ARC Future Fellowships recognise research strengths at Sydney
24 July 2014
The University of Sydney's strength in science and engineering and the humanities and social sciences has been recognised with the announcement of 13 Australian Research Council Future Fellowships.
Announced by Federal Minister for Education Christopher Pyne, the Future Fellowships are designed to support Australia's most accomplished mid-career academics to continue their work in Australia.
Deputy Vice-Chancellor (Research) Professor Jill Trewhella congratulated the Future Fellows on their achievement.
"Our success in the Australian Research Council Future Fellowships is testament to the breadth of research excellence here at the University of Sydney," Professor Trewhella said.
"It is heartening to see researchers at the University of Sydney recognised across such a broad spectrum of academic expertise for their critically important work.
"Our researchers are working across disciplines to change the world in fields as diverse as astronomical and space sciences, psychology, health technologies, civil engineering and English literature."
With three Future Fellows in the field of astrophysics and two in nanoscience, the Fellowships demonstrate the significance of the University's ARC Centre of Excellence for All-sky Astrophysics (CAASTRO) and the Centre for Ultrahigh bandwidth Devices for Optical Systems (CUDOS), as well as the Australian Institute for Nanoscience, which will open the doors to a state-of-the-art $110 million research and education facility next year.
The University's world-leading interdisciplinary research is also recognised in the Fellowships: Associate Professor Rafael Calvo from the Faculty of Engineering and Information Technologies will use his Fellowship to bring together experts from multiple disciplines to develop new technologies to improve health, performance and quality of life for all Australians.

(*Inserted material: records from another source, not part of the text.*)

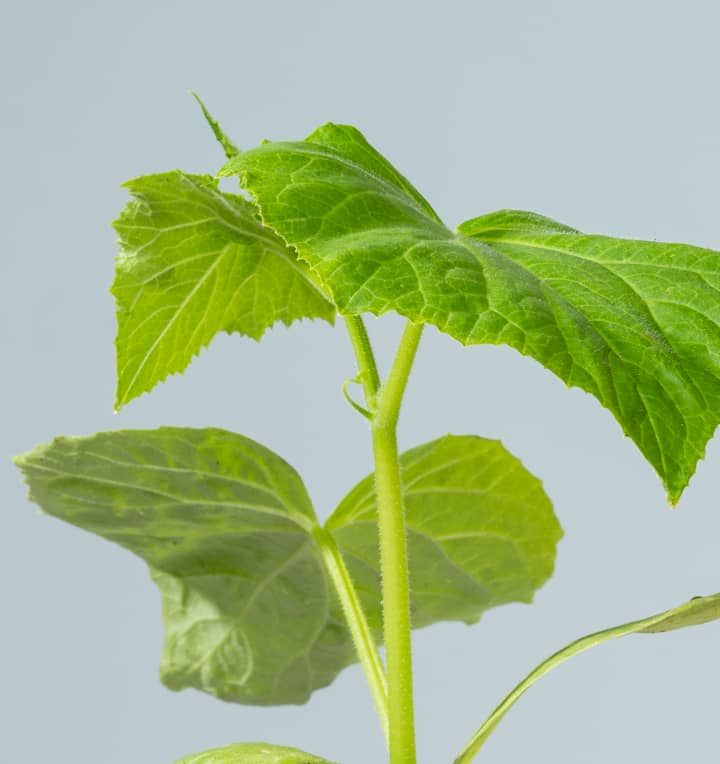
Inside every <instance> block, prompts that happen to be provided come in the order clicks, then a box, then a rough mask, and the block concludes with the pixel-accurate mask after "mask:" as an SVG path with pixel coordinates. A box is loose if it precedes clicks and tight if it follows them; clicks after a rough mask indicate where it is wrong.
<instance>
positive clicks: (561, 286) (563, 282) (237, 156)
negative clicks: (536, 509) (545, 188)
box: [224, 124, 720, 502]
mask: <svg viewBox="0 0 720 764" xmlns="http://www.w3.org/2000/svg"><path fill="white" fill-rule="evenodd" d="M224 172H225V173H226V174H231V173H237V174H238V175H239V176H240V179H241V183H242V185H243V187H244V188H245V189H247V190H248V191H250V192H251V193H252V194H253V196H254V197H255V199H256V201H257V203H258V205H259V208H260V211H261V214H262V217H263V220H264V222H265V223H266V224H267V225H269V226H271V227H272V228H274V229H275V230H276V231H277V232H278V233H279V234H280V235H281V236H282V237H283V238H284V239H285V240H286V241H287V242H289V243H290V244H291V245H293V246H294V247H295V248H296V249H297V251H298V254H299V255H300V257H301V258H302V259H304V260H305V261H306V262H308V263H309V264H310V266H311V267H312V268H313V269H314V270H315V271H316V273H317V274H318V275H319V277H320V278H321V279H322V281H323V283H324V284H325V285H326V287H327V288H328V289H329V290H330V291H331V293H332V295H333V298H334V300H335V303H336V304H337V306H338V309H339V310H340V312H341V313H345V314H360V313H365V312H369V313H375V314H379V313H383V312H385V311H390V310H392V311H397V312H398V313H401V314H402V315H404V316H407V317H408V318H410V319H411V320H413V321H416V322H427V323H431V324H434V325H435V326H437V327H438V328H439V329H441V330H442V331H444V332H447V333H448V334H450V335H451V336H453V337H455V338H456V339H457V340H459V341H460V342H463V343H465V344H475V343H490V344H498V343H504V344H507V345H510V346H511V347H513V348H515V349H516V350H519V351H520V352H521V353H524V354H526V355H529V356H532V357H533V358H535V359H536V360H537V361H539V362H540V363H542V364H543V365H544V366H546V367H547V368H548V369H550V370H552V371H553V372H555V373H556V374H557V375H558V376H559V377H561V378H562V379H563V380H564V381H565V382H567V383H568V384H569V385H576V386H578V387H581V388H582V389H584V390H586V391H588V392H590V393H592V394H593V395H594V396H596V397H597V399H598V400H599V401H600V402H601V403H602V405H604V406H606V407H607V408H608V409H610V411H612V413H613V414H614V415H615V417H616V418H617V420H618V421H619V423H620V424H621V426H622V428H623V430H624V431H625V432H626V433H627V434H628V435H629V436H630V437H631V438H632V439H633V440H634V441H635V443H636V444H637V445H638V447H639V448H640V450H641V451H642V453H643V454H644V455H645V457H646V458H647V459H648V461H649V462H650V463H651V464H652V465H653V466H654V468H655V469H656V470H657V472H658V474H659V475H660V477H661V478H662V480H663V482H664V484H665V486H666V489H667V491H668V494H669V497H670V499H671V501H673V502H674V501H676V500H677V499H678V498H679V496H680V494H681V493H682V490H683V489H684V487H685V486H686V485H687V482H688V480H689V479H690V477H691V475H692V474H693V472H694V470H695V467H696V464H697V461H698V460H699V459H700V458H701V457H702V455H703V453H704V450H705V445H706V443H707V441H708V439H709V438H710V437H711V436H712V434H713V432H714V430H715V427H716V426H717V424H718V423H719V422H720V379H719V377H720V255H718V253H716V252H713V251H711V250H707V249H700V248H698V247H692V246H688V245H683V244H660V243H657V242H645V241H629V240H622V239H610V238H606V237H602V236H585V235H582V234H580V233H578V232H576V231H575V230H574V229H572V228H569V227H568V226H564V225H562V224H560V223H556V222H555V221H552V220H549V219H547V218H543V217H541V216H539V215H535V214H532V213H525V212H500V213H494V214H492V215H487V216H484V217H481V218H477V219H475V220H471V221H468V222H466V223H464V224H463V225H461V226H460V227H459V228H458V229H457V232H453V231H451V230H449V229H448V228H446V227H445V226H444V225H443V224H442V222H440V221H439V219H438V217H437V215H436V214H435V213H434V212H433V210H432V209H431V208H430V206H429V205H428V203H427V202H426V201H425V200H424V199H423V198H422V197H421V196H420V194H419V193H418V192H417V191H416V190H415V189H414V188H413V187H412V186H411V185H410V184H409V183H408V181H406V180H405V179H404V178H403V177H402V176H400V175H399V173H397V171H396V170H394V169H393V168H392V167H391V166H390V165H389V164H388V162H387V161H386V160H384V159H383V158H382V157H381V156H380V155H379V154H378V153H377V152H376V151H375V150H374V149H373V148H372V147H371V146H370V145H369V144H368V143H367V142H366V141H365V139H364V138H363V136H362V135H361V134H360V133H359V132H358V131H357V130H355V128H352V127H346V126H341V125H332V124H330V125H326V126H325V127H322V128H320V129H319V130H317V131H316V132H315V133H313V134H312V135H311V136H309V137H308V138H307V139H306V140H305V141H303V142H296V143H265V144H263V145H261V146H260V147H258V148H256V149H253V150H252V151H248V152H244V153H241V154H239V155H238V156H235V157H233V158H232V159H231V160H230V161H229V162H228V164H227V166H226V168H225V170H224Z"/></svg>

Associate Professor Calvo is working closely with the Charles Perkins Centre and the Brain and Mind Research Institute in his research on positive computing and health.

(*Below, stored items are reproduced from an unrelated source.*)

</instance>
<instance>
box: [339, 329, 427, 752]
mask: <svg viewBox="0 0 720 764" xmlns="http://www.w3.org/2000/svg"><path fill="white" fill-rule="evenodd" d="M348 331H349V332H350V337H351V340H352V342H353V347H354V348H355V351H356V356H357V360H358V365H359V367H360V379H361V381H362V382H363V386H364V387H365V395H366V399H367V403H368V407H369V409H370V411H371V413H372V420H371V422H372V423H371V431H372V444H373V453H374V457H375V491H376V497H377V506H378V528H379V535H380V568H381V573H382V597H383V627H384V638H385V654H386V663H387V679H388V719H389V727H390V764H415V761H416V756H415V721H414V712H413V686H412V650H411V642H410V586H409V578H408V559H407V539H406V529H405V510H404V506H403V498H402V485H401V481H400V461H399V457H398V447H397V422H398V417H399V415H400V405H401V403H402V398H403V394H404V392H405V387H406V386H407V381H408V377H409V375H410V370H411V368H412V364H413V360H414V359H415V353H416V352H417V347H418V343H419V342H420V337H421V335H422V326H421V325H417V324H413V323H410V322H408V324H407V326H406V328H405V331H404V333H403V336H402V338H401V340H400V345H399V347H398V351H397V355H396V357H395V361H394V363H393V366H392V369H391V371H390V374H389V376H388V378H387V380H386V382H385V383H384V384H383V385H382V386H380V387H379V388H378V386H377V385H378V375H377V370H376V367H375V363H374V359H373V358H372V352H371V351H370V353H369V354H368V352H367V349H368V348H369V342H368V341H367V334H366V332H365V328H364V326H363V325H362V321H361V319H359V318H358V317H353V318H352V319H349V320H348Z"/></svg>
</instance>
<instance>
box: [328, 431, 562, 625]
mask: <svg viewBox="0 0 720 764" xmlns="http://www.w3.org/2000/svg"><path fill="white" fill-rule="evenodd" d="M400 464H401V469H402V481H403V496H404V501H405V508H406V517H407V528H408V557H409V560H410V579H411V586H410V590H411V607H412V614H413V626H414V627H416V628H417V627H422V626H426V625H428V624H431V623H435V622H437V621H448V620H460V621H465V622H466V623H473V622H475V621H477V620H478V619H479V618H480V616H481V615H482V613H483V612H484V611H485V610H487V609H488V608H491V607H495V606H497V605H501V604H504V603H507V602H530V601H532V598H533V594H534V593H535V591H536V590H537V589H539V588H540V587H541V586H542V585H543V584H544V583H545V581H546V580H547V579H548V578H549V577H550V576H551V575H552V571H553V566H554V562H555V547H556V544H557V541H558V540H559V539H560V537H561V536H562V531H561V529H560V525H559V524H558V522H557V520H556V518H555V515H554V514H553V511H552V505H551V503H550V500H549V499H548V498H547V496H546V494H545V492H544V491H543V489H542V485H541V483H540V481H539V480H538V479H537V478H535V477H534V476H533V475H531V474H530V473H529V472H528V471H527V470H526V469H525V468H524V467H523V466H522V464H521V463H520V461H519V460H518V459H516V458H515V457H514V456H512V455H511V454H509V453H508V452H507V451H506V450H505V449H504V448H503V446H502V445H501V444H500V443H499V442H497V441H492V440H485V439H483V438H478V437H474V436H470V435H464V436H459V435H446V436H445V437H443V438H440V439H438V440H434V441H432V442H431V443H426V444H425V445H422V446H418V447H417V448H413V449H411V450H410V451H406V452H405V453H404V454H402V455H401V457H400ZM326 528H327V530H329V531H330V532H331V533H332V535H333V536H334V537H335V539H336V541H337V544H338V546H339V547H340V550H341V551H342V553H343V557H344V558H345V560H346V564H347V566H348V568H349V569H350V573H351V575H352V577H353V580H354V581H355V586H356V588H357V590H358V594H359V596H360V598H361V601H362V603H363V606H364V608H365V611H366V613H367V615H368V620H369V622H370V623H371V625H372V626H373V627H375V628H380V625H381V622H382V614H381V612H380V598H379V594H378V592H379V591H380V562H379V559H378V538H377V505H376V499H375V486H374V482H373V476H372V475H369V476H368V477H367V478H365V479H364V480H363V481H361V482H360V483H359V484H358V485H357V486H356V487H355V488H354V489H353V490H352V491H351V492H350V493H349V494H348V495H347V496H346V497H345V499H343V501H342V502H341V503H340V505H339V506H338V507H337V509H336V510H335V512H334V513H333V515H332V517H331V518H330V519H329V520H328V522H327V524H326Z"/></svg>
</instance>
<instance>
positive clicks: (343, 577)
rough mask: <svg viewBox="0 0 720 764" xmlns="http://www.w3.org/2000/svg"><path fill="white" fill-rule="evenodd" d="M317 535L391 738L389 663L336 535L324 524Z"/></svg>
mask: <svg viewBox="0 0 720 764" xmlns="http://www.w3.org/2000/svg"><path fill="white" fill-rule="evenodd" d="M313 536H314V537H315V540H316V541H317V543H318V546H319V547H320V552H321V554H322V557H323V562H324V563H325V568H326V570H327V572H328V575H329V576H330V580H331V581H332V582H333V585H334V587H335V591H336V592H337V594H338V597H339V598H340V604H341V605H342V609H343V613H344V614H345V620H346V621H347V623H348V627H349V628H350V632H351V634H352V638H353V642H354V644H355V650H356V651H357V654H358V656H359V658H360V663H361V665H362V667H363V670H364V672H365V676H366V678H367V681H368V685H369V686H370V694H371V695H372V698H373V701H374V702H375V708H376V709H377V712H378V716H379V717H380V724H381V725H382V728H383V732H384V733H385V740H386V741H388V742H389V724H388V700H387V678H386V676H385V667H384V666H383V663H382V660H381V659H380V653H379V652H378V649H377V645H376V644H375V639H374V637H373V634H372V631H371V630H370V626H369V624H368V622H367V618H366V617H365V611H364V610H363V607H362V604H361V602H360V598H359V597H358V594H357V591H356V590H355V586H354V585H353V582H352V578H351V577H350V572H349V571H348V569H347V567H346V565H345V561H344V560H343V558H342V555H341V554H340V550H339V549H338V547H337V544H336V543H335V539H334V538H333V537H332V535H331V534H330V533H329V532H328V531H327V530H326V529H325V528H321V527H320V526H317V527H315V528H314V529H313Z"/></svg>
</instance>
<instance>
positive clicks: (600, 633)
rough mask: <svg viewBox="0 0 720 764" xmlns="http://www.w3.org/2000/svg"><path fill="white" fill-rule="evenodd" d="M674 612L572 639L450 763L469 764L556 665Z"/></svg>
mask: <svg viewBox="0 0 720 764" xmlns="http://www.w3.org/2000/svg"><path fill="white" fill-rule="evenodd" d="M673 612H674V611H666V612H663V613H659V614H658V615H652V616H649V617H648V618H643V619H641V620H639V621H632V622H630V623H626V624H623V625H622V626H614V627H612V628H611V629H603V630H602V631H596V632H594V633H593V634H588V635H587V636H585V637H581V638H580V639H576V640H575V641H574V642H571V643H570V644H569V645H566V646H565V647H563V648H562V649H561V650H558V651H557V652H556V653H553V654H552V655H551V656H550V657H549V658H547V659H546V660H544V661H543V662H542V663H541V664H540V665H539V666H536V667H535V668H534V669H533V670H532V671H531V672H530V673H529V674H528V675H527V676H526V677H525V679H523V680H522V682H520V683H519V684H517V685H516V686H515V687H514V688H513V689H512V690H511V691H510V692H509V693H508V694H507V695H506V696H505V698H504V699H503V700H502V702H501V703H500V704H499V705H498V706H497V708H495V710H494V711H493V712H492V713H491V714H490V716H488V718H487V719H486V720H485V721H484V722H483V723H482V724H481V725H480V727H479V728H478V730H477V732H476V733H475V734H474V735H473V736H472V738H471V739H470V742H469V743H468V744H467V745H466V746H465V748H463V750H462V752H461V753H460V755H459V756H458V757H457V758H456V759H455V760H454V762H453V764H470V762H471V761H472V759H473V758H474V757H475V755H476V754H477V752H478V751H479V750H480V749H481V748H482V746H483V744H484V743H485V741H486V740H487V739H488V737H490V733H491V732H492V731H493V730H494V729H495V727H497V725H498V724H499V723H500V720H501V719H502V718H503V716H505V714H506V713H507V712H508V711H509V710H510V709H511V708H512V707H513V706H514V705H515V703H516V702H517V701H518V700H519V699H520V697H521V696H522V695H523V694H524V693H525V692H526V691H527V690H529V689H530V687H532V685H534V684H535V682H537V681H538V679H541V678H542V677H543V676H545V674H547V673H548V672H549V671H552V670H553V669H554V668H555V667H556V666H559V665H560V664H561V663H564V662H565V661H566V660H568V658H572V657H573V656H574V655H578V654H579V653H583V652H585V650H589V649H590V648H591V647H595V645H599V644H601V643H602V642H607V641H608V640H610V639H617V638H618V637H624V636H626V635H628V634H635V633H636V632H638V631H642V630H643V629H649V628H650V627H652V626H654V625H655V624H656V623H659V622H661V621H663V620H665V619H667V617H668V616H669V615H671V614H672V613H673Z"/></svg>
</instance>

Some of Australia's most challenging social issues will also be investigated by the new Future Fellows, again highlighting the University's breadth of research excellence and critical thinking beyond traditional disciplinary boundaries.

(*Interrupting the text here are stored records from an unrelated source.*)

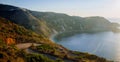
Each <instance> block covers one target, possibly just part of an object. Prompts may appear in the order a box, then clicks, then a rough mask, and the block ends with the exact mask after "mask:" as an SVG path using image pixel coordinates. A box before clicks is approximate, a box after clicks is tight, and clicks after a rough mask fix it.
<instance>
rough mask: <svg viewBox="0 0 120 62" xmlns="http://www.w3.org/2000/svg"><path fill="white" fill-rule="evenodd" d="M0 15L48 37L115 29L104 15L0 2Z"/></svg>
mask: <svg viewBox="0 0 120 62" xmlns="http://www.w3.org/2000/svg"><path fill="white" fill-rule="evenodd" d="M0 8H1V9H0V16H2V17H4V18H7V19H9V20H11V21H12V22H14V23H17V24H19V25H21V26H24V27H25V28H27V29H30V30H32V31H34V32H36V33H38V34H41V35H44V36H46V37H50V36H51V35H52V34H55V33H64V32H71V33H73V34H74V33H76V32H101V31H115V30H118V29H117V26H115V25H114V24H113V23H111V22H109V21H108V20H107V19H105V18H104V17H99V16H95V17H85V18H82V17H78V16H69V15H66V14H61V13H54V12H38V11H31V10H28V9H23V8H19V7H14V6H10V5H3V4H0Z"/></svg>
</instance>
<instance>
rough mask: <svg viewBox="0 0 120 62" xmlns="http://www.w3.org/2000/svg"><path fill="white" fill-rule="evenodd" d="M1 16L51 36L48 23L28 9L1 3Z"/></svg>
mask: <svg viewBox="0 0 120 62" xmlns="http://www.w3.org/2000/svg"><path fill="white" fill-rule="evenodd" d="M0 8H1V9H0V16H2V17H4V18H6V19H9V20H11V21H12V22H14V23H17V24H19V25H21V26H24V27H25V28H27V29H30V30H33V31H35V32H36V33H38V34H42V35H44V36H49V35H50V34H49V32H50V30H49V28H48V27H47V26H46V23H45V22H44V21H42V20H40V19H37V18H36V17H34V16H33V15H31V13H29V11H28V10H27V9H24V8H19V7H14V6H10V5H4V4H0Z"/></svg>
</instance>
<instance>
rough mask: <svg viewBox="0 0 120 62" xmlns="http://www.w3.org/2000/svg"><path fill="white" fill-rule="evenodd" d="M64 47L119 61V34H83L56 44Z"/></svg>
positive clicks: (104, 32)
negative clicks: (61, 45) (87, 52)
mask: <svg viewBox="0 0 120 62" xmlns="http://www.w3.org/2000/svg"><path fill="white" fill-rule="evenodd" d="M57 43H58V44H61V45H63V46H64V47H66V48H68V49H71V50H76V51H81V52H89V53H91V54H95V55H98V56H100V57H104V58H106V59H109V60H115V61H120V33H113V32H100V33H91V34H90V33H83V34H78V35H75V36H72V37H69V38H64V39H62V40H61V41H59V42H57Z"/></svg>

Among the new Fellows, an international law specialist will examine how the law deals with environmental systems; a political scientist will research the role of public opinion in international cooperation; and a literary studies expert will study the relationship between science and literature in Anglo-Saxon England to provide insight into how people have understood the world and their place within it.
Other Fellows in the humanities will place issues of everyday importance under the microscope, building a typology of Aboriginal and Torres Strait Islander ceremonies and undertaking the first national history of parent-school-community relations in Australia.
The University of Sydney's Future Fellows for 2014 include:
- Daniel Anlezark (Faculty of Arts and Social Sciences)
- Krzysztof Bolejko (Faculty of Science)
- Rafael A Calvo (Faculty of Engineering and Information Technologies)
- Benjamin E Goldsmith (Faculty of Arts and Social Sciences)
- Jan Hamann (Faculty of Science)
- Juno Kim (Faculty of Science)
- Helen Proctor (Faculty of Education and Social Work)
- Gianluca Ranzi (Faculty of Engineering and Information Technologies)
- Dennis Stello (Faculty of Science)
- Timothy Stephens (Sydney Law School)
- Myfany Turpin (Sydney Conservatorium of Music)
- Yanbo Wang (Faculty of Engineering and Information Technologies)
- Asaph Widmer-Cooper (Faculty of Science)
The full list of 2014 Australian Research Council Future Fellowships is available on the Australian Research Council website.